Le président de la République, Emmanuel Macron, a accueilli lundi à l'Élysée le sultan d'Oman, Haïtham ben Tariq, pour une visite inédite. C'est la première fois que le dirigeant de ce sultanat du Golfe se rend en France. Au centre des échanges, la situation du détroit d'Ormuz, passage maritime stratégique pour le transport pétrolier mondial, dont la réouverture « libre et sans condition » a été plaidée par Paris.

Un plaidoyer pour la liberté de navigation

Face à la tension qui règne dans la zone, Emmanuel Macron a exhorté son homologue omanais à œuvrer pour une reprise totale du trafic dans cette voie d'eau essentielle. La France souhaite que ce corridor, régulièrement perturbé par des blocages ou des menaces, retrouve un fonctionnement normal, garantissant la sécurité des approvisionnements énergétiques.

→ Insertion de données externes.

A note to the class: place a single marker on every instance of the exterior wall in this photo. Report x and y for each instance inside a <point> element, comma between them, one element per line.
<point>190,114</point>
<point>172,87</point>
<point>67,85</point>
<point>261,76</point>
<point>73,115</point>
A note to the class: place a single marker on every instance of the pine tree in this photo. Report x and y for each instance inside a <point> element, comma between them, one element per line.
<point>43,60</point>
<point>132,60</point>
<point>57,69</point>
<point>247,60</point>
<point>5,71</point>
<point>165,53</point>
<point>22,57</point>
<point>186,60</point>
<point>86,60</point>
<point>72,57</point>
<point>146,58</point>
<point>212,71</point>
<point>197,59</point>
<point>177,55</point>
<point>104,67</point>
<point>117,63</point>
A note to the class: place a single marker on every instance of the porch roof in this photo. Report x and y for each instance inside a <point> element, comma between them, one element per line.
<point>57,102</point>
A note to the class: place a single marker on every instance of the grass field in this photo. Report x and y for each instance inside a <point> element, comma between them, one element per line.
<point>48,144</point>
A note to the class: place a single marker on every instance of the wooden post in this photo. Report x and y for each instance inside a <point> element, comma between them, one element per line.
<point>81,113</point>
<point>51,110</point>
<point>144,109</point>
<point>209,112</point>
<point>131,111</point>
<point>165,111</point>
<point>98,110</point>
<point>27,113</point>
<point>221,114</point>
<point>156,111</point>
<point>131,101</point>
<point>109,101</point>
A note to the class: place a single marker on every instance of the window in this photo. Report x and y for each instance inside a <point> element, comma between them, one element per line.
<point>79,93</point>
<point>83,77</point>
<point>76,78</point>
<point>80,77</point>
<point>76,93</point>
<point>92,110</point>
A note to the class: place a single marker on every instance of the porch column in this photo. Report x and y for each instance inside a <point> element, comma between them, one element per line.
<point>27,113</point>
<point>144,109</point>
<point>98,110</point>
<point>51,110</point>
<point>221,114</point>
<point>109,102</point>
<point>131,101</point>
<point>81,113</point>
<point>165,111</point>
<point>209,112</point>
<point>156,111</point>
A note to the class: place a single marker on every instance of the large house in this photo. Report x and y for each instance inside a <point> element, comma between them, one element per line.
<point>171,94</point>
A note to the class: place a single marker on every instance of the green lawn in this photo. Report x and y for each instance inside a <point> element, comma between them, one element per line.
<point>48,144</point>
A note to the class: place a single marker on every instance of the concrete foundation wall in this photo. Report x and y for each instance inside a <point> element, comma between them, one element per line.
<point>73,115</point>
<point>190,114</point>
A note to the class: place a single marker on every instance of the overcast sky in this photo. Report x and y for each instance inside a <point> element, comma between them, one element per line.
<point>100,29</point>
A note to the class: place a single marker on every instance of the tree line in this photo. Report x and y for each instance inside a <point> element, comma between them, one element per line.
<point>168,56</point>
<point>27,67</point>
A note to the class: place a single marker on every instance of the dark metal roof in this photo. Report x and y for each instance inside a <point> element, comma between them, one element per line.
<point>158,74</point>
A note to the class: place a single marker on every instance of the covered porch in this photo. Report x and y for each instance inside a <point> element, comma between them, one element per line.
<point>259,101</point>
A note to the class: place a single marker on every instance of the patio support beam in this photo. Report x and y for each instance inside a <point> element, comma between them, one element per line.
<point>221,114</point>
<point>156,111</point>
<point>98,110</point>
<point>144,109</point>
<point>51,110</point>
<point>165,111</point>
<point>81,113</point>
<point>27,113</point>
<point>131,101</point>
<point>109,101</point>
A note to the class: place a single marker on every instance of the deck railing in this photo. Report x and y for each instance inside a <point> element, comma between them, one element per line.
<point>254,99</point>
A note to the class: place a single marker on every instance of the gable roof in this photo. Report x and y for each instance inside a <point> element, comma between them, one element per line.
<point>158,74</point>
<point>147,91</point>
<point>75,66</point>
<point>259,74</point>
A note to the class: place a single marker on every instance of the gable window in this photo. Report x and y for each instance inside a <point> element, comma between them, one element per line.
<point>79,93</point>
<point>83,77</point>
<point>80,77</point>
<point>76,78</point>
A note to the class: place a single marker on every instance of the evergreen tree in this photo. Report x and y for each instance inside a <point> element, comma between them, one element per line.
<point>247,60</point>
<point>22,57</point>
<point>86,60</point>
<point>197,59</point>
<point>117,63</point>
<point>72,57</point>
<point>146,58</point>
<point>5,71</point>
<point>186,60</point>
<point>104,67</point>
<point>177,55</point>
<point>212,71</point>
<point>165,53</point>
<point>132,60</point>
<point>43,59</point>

Des ambitions économiques affichées

Au-delà des enjeux géopolitiques, la visite a été l'occasion de sceller une ambition économique renouvelée. « Nous voulons clairement établir avec vous un partenariat très spécial », a déclaré Emmanuel Macron au sultan, selon des propos rapportés. Cette déclaration traduit la volonté de Paris de densifier les relations commerciales et d'investissement entre les deux pays, dans des secteurs comme l'énergie, les infrastructures ou les technologies.

Une rencontre au sommet

Le sultan Haïtham ben Tariq, arrivé à Paris dimanche, a été reçu avec les honneurs. Cette première visite officielle marque une étape dans le rapprochement entre la France et ce sultanat historiquement neutre dans les conflits régionaux. Les deux dirigeants ont également évoqué des sujets bilatéraux, sans que le détail des accords signés ne soit précisé.

Un contexte régional tendu

La visite intervient alors que la région du Golfe connaît des tensions récurrentes autour du détroit d'Ormuz, par lequel transite près d'un tiers du pétrole brut transporté par voie maritime. Oman, qui partage une frontière maritime avec l'Iran et contrôle une partie du détroit, est un acteur clé pour toute négociation sur la sécurité énergétique mondiale.